Seniors Gain from "Borkman's" Bankruptcy
Posted on Tuesday, February 24, 2009
Among theatre-goers and theatre scholars, "John Gabriel Borkman" is seen as one of Henrik Ibsen's greatest commentaries on life, morality and the human experience. One that provides insights and perspective. Performed this spring by HWS student-actors, "Borkman" has given three senior performers - Thomas Frohlich, Hallie Martenson and Deana Stuart -- a unique new point of view as actors and graduating seniors.

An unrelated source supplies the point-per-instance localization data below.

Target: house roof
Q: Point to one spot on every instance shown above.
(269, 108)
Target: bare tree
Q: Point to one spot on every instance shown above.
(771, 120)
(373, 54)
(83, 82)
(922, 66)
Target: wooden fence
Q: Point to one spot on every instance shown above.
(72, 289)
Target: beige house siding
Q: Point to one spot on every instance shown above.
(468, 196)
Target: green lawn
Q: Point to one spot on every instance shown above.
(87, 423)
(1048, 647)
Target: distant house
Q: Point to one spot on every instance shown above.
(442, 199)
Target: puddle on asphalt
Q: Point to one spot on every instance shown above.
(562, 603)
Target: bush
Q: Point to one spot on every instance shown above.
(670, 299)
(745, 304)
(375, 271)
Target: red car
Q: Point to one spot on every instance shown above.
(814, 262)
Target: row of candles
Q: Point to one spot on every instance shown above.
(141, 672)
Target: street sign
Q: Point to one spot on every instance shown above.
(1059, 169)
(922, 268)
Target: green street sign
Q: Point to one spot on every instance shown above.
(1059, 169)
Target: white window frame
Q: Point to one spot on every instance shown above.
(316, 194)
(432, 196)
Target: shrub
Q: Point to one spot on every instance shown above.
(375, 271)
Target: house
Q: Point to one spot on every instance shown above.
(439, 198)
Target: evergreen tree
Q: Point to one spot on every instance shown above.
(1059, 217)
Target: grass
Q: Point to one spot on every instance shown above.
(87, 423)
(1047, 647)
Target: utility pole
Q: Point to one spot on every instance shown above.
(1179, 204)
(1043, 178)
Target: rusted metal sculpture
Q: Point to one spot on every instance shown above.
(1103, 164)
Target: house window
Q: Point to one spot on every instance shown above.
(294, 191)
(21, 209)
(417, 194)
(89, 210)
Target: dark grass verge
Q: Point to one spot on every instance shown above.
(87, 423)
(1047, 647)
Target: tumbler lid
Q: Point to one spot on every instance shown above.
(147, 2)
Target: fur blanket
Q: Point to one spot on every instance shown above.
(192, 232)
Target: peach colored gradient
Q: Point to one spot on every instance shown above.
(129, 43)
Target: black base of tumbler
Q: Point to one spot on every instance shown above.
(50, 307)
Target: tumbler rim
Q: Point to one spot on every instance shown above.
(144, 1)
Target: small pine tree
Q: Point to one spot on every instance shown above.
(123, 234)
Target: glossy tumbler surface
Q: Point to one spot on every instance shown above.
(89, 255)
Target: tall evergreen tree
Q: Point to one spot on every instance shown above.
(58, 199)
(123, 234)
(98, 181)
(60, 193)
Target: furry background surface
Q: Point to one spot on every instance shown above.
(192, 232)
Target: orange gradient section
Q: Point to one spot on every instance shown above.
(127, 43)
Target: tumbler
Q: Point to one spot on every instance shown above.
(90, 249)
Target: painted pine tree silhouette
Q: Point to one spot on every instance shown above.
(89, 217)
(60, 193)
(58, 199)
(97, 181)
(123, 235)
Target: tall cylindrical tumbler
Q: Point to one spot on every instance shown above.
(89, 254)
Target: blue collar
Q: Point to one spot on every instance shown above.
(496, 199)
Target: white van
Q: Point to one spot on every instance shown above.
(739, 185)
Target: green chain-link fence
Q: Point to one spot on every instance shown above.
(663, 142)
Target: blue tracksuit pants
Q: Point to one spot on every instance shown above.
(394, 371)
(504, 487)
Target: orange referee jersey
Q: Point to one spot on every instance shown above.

So what is it about this play filled with scandal, bankruptcy, and high-impact characters that has made such an impression on these burgeoning performers? First: a unique and early rehearsal schedule. Unlike previous years, the cast returned from break a week early to begin rehearsal and the whole cast lived in the same house. "As a result, we've formed tight bonds with each other," said Frohlich. "I've formed friendships with people I otherwise wouldn't know."
The close-knit cast got to know each other as actors as well during their 20-hours of rehearsal each week. "The commitment displayed by the cast reflects in the show," said Stuart. "Everybody took their role very seriously and as a result developed strong characters."
In their dedication, came an engagement with the material, a tie to the script and their roles. "It's a learning experience grounded in reflection -- like all acting ought to be," said Frohlich. "I had a chance to become another person- all perspective shifts yield wisdom."
For one of Frohlich's castmates, acting in "Borkman" had more of a ruminating effect. "It taught me to be aware of how I'm presenting myself constantly and has really improved my interactions with others," said Martensen.
Martensen added that a lot of what she's learned about herself and acting has come from Robert Gross, director and professor of theatre. "He has been a big mentor of mine. I have been able to get a great deal of personal attention and focused criticism."
Noting the important role of seniors in his productions, Gross explained that, "I think very often it is the seniors -- those who have experience that help younger actors to shape their acting."
Gross added that, "Each student brings something unique to a production. Working with HWS students and seeing their growth and the growth of a production is very gratifying."
Frohlich, who played Erhart Borkman and had no prior acting experience before HWS, is a philosophy major and a classical studies minor. He participates in Ultimate Frisbee, the HWS Debate Team and the Kappa Alpha Society.
A third generation actress, Martensen is an English major with a concentration in dramatic literature and a minor in Asian studies. She is the house manager of the performing arts house, vice president and past-president of the Phoenix Players and went abroad to India in the Fall of 2007.
Stuart, who played the role of Fannie Wilton, is an anthropology major and a theatre and aesthetics minor. Outside of the classroom, she has served as the president, vice president and secretary of the Phoenix Players. Currently, Stuart is the house manager of the Performing Arts theme house and is a member of America Reads.
The photo above is from the Borkman performance. Deana Stuart is standing. Thomas Frohlich and Hallie Martenson are seated.